Gabby, not one to be left behind in this quite crowded (plot-wise) episode, thrusts herself back into the world of her mom (in dire need of cataract surgery) and sister (a recovering addict who’s ready to let go of her full time caretaking duties if only Gabby would let her). The scene between the sisters is touching, prompted as it is by Liz finally letting Gabby see how selfish she’d been in assuming her sister should care for their mother forever. The two finally come to an agreement: In three months’ time, Gabby will “release” her sister from her responsibilities and hopefully figure out what to do with their mom who, yes, finally did have the surgery she needed and found both her daughters at her bedside.

Similarly neat are the conclusions at those other two testy meetings about how to heal from anger. Jimmy and Paul find Sean’s dad, Tim, fishing. And the way to bond with him is by, eventually, sharing how difficult their own parenting journeys have been. It’s in sharing how the two therapists have felt, at times, like they’d failed their own kids that they get Tim to open up about how he’s at a loss as to how to help Sean. By the time the two therapists leave him to fish on his own again, it’s unclear whether Tim has heard the call toward empathy that they voiced.

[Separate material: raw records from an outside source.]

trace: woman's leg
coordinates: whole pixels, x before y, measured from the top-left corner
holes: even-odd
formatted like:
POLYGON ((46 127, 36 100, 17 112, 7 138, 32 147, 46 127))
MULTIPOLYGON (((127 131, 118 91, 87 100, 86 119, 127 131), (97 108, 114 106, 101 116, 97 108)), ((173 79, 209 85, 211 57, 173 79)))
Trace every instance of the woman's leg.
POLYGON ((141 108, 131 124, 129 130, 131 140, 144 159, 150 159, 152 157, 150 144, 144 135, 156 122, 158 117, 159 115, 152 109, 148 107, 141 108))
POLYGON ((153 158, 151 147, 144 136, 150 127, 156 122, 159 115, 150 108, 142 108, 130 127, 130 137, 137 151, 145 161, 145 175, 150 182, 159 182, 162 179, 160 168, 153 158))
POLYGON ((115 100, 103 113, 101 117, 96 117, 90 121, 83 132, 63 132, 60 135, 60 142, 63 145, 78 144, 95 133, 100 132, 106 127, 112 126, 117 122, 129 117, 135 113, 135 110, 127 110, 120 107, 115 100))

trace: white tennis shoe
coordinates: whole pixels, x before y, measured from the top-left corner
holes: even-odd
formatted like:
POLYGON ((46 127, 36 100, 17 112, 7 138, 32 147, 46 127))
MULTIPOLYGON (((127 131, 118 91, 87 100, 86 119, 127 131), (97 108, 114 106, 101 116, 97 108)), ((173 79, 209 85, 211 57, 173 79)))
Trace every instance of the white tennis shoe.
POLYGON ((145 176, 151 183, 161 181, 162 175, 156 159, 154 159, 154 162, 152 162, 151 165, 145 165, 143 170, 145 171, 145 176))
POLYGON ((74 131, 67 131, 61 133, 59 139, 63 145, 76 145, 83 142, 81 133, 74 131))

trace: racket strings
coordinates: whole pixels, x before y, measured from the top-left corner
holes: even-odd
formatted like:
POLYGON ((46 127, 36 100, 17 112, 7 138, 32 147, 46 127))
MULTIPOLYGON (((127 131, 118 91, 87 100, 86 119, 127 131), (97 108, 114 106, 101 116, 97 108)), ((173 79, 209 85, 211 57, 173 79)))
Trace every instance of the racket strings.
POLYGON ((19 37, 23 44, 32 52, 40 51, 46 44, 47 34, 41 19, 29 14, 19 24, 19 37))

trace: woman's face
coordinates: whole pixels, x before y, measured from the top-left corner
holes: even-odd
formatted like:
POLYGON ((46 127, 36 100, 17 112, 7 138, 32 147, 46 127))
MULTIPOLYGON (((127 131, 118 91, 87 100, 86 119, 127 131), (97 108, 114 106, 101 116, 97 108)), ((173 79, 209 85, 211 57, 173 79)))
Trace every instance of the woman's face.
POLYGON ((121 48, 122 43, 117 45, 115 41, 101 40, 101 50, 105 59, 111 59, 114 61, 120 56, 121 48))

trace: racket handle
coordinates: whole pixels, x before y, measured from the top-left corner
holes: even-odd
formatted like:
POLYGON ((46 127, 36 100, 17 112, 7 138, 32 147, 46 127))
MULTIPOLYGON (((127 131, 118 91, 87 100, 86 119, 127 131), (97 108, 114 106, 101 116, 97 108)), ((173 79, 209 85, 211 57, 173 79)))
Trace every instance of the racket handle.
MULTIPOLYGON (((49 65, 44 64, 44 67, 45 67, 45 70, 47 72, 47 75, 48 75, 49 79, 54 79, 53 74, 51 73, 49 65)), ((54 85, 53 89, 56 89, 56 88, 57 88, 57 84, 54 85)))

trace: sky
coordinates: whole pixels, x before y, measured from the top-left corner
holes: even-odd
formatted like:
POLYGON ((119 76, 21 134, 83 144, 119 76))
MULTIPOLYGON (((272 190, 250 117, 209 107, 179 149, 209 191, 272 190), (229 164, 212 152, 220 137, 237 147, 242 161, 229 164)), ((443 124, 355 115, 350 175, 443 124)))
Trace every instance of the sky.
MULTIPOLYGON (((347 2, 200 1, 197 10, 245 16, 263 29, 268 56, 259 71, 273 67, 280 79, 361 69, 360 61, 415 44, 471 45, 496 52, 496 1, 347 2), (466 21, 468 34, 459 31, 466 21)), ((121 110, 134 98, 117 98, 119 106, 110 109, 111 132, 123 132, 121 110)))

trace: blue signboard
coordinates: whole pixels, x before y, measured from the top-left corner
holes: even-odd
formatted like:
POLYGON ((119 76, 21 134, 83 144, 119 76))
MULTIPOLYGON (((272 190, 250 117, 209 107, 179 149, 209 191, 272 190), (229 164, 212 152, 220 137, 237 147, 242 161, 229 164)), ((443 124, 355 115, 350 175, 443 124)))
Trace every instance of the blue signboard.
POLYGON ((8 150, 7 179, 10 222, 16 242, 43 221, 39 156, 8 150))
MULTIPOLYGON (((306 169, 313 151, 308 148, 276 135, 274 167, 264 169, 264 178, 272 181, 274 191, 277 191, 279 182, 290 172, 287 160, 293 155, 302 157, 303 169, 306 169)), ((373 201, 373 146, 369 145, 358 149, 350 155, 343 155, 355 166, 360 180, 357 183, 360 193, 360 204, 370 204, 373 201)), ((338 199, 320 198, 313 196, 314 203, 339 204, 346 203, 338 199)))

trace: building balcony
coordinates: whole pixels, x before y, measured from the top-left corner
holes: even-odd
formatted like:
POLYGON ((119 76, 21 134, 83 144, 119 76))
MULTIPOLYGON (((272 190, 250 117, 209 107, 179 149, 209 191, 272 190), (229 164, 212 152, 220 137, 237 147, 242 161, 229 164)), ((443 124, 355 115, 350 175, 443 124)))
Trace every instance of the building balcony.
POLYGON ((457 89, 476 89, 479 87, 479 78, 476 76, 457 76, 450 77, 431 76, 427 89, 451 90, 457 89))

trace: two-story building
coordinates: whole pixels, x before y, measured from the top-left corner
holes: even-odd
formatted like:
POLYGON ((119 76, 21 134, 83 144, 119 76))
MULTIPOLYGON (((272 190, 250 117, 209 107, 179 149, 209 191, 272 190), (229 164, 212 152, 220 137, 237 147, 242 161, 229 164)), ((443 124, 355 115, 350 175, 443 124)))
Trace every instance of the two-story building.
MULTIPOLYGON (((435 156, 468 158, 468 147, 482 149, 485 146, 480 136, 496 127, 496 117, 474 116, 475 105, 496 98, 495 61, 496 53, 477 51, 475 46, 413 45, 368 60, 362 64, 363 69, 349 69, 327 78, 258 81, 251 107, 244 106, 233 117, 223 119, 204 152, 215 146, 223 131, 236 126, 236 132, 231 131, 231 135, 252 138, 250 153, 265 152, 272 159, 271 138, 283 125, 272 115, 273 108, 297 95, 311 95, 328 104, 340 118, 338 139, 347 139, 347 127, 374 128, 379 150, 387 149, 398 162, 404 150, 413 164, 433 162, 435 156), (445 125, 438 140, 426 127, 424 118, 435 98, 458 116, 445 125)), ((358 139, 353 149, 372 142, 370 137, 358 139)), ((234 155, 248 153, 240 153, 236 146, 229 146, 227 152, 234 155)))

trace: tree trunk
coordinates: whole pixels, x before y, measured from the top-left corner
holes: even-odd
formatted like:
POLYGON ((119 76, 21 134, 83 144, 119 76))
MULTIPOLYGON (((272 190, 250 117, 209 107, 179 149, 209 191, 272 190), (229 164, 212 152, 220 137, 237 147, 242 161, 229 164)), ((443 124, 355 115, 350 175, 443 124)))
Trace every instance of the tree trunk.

Sean was clearly hoping to hurt himself when he met his attackers: How can a father help a child of his who’s carrying that much guilt, that much anger, and that much pain?

Quite touching as well is Alice’s awkward meeting in Louis’ empty, rather depressing house. She voices her anger, and he just takes it in. There’s no rancor in him—just grace, for her and for himself. “Not a single day goes by that I don’t think about her,” he tells Alice. “And you. And your dad.” What would otherwise have been a raging encounter turns instead into a productive moment of healing where Louis’ questions about Alice’s mom and her favorite memories of her end up nourishing them both. It’s a beautiful moment that gets at how difficult it can be to let go of anger and also how generative it can be to look past it.

This tees up the beautiful moment Jimmy and Paul witness when Tim does eventually arrive at the hospital for his son once more (another successful patient being Jimmy’ed!). Liz, as it happens, is having a kind of crisis in front of them all. And it drives her to meet up with Mac (Cougar Town’s Josh Hopkins), the one ex who apparently gets under Derek’s skin.

“What if I escape with you?” Those are the lyrics that close out the show (courtesy of Kx5’s “Escape [feat. Hayla]”), and they are truly a window into what Liz may well be thinking—or allowing herself to ever so briefly imagine as she agrees to go to Mac for an impromptu pet photo shoot that no doubt means more to her than he likely knows.  

Stray observations

  • • You gotta admit: Gabby And The White Saviors does sound like a killer band. 
  • • Segel and Ford are quite a pair. I may give the show plenty of flack for its near irresponsible depiction of therapists and therapy in general, but there’s no denying seeing these two working together is worth the price of admission. Ford saying “Don’t Bugs Bunny me!” alone was a highlight of the episode.
  • • Watching Brian navigate how good of a father he might be is endearing (even if it weirdly advances the “breeder agenda” he’d one railed against). But then he says he’d name his son “Peter Bernadette” and, well, I lose myself in quirky giggles all over again.
  • • How many more times are we going to see Paul cave to Jimmy’s unorthodox ways and yet chastise him for not being able to maintain clear boundaries with his patients?